After a massive 2017 data breach, Equifax Inc. has reached a proposed settlement that stands to cost the financial giant at least $575 million and spells relief for U.S. consumers, government officials said Monday.
About 147 million Americans were impacted by the hack. A large share of the money — $300 million — is to go toward relief for consumers impacted by the large-scale hacking that compromised sensitive data. The amount paid for consumer help could grow by an additional $125 million if more money is needed to compensate them, so the overall settlement could climb to $700 million, the officials said.
The breach was one of the largest in U.S. history. Many millions of people had names, addresses, dates of birth and Social Security numbers stolen by hackers.
Some victims also had their driver's license numbers and credit-card numbers and expiration dates taken, officials said.
The proposed settlement needs approval from a federal judge before taking effect. The case is being handled in the Atlanta-based Northern Federal District of Georgia.
Consumers may file claims for relief only after the judge signs off on the settlement, officials said. Benefits will not be paid until after the initial claims deadline has passed. Watch for updates from the Federal Trade Commission (FTC) or call a toll-free hotline, 833-759-2982.
Starting next January, all U.S. consumers — even those not directly impacted — will be able to get six additional free credit reports every year from Equifax for seven years.
Government officials said because data breaches are so common, it's difficult to trace cases of identity theft or fraud back to a specific hack.
Here are highlights of what people impacted by the hacking may receive:
- Free credit monitoring for up to 10 years, or a cash payment of $125 for credit monitoring you already have. For four of those years, a person may obtain free credit report monitoring from all three major credit bureaus: Equifax, Experian and TransUnion.
- Free identity-restoration service for at least seven years if you are the victim of identity theft or fraud.
Additionally, consumers may be eligible for reimbursement and cash payments of up to $20,000 for 1) time spent protecting your identity or recovering from identity theft, up to 20 hours at $25 per hour; 2) money spent protecting your identity or recovering from identity theft; 3) up to 25 percent of the cost of Equifax credit or identity monitoring that was purchased in the year before the breach; and 4) out-of-pocket losses tied to unauthorized charges or accounts.
Government officials urged consumers to put a freeze on their credit unless they had plans to apply for a loan or credit card. People later may “unfreeze” their credit to apply for loans or credit.
These officials alleged that Equifax failed to implement basic computer-security measures before the hack. Equifax broke the law before and after the breach, said Kathy Kraninger, director of the U.S. Consumer Financial Protection Bureau (CFPB).
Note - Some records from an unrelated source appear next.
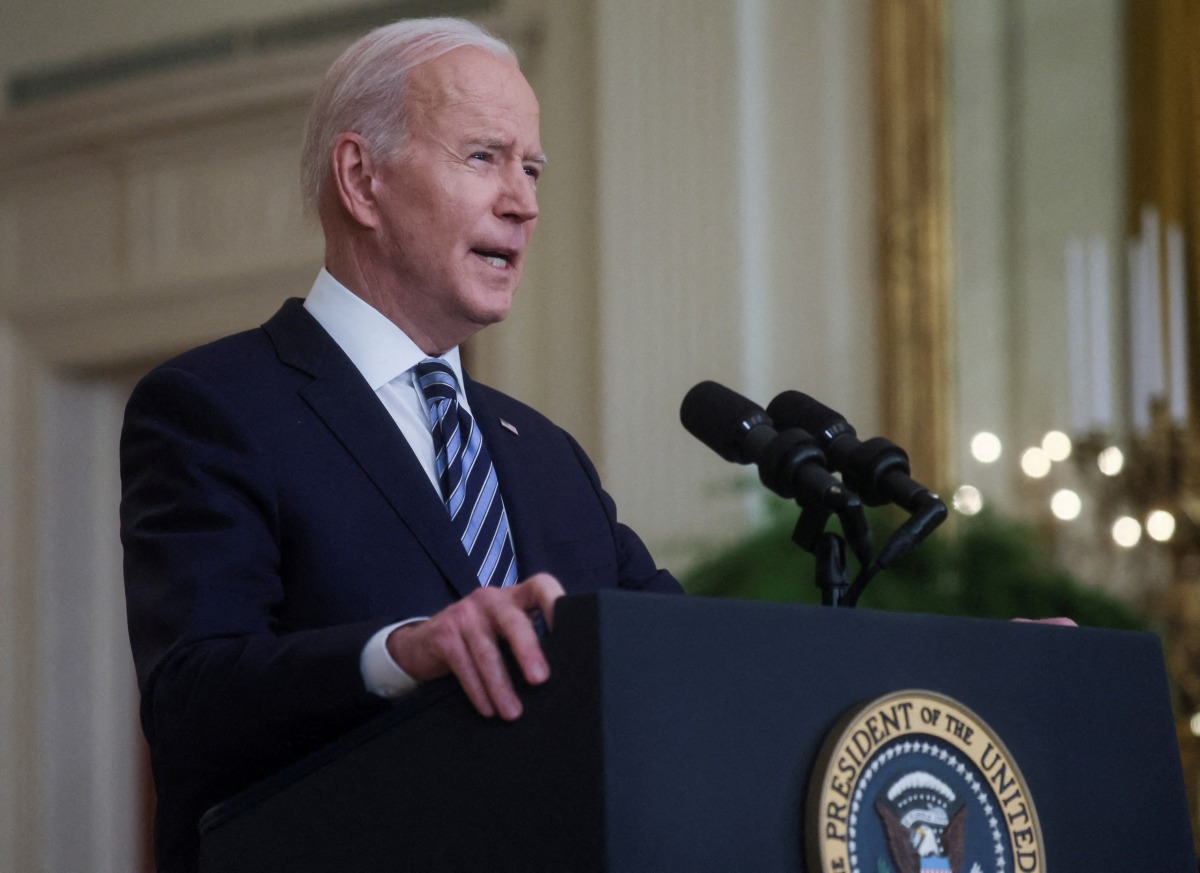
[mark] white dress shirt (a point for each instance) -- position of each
(385, 356)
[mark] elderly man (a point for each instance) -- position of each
(324, 512)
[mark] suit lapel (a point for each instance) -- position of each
(341, 398)
(521, 505)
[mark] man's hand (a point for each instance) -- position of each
(463, 639)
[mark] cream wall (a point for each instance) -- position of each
(706, 215)
(1037, 145)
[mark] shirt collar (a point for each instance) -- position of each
(376, 345)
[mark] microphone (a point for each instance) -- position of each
(790, 463)
(877, 470)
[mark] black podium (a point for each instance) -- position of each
(679, 734)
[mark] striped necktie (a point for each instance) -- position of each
(469, 487)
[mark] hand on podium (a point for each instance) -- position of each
(463, 639)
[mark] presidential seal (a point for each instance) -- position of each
(915, 782)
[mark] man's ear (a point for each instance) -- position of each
(354, 181)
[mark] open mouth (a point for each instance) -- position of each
(498, 259)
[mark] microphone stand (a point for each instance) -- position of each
(829, 551)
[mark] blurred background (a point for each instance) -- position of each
(970, 226)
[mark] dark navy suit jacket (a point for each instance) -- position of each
(274, 518)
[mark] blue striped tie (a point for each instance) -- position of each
(469, 487)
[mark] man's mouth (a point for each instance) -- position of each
(497, 259)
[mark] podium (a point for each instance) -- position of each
(681, 734)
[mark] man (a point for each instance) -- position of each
(294, 554)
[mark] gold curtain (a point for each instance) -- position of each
(915, 377)
(1164, 133)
The settlement was unveiled by Kraninger and top officials from the FTC.
They were joined at Monday's news conference by Maryland's attorney general, Brian Frosh, who called the breach “one of the largest in U.S. history and perhaps the most dangerous.” Roughly half of all U.S. consumers were impacted, he said.
Hackers don't immediately take stolen, sensitive data and start stealing your identity, Frosh noted, since instead they may hold onto it for use years later.
What was “aggravating” was Equifax's failure to patch a critical vulnerability in its computer network for 76 days after problems surfaced, Frosh said. Even “more aggravating” is the fact that most victims were not Equifax customers, per se, since they had not signed up for the firm's services. Instead the company widely collected and sold data involving tens of millions of Americans.
Equifax is a data, analytics and technology firm that is based in Atlanta and does business around the world.
In a news release, the firm said the money in the settlement will resolve class-action litigation and investigations by the CFPB, FTC, and the attorneys general in 48 states, Puerto Rico and the District of Columbia. The State of New York's Department of Financial Services also had a hand in the case.
Equifax's chief executive officer, Mark Begor, said in a statement Monday that the consumer fund of up to $425 million “reinforces our commitment to putting consumers first and safeguarding their data — and the seriousness with which we take this matter."
In addition to helping consumers, Equifax must establish a comprehensive information-security program to protect sensitive personal data and the firm's board of directors must certify its compliance, said Joe Simons, the FTC chairman.
Part of the settlement will be payments totaling $175 million to the states, District of Columbia and Puerto Rico. The remaining part, $100 million, is to be paid to the CFPB in civil penalties.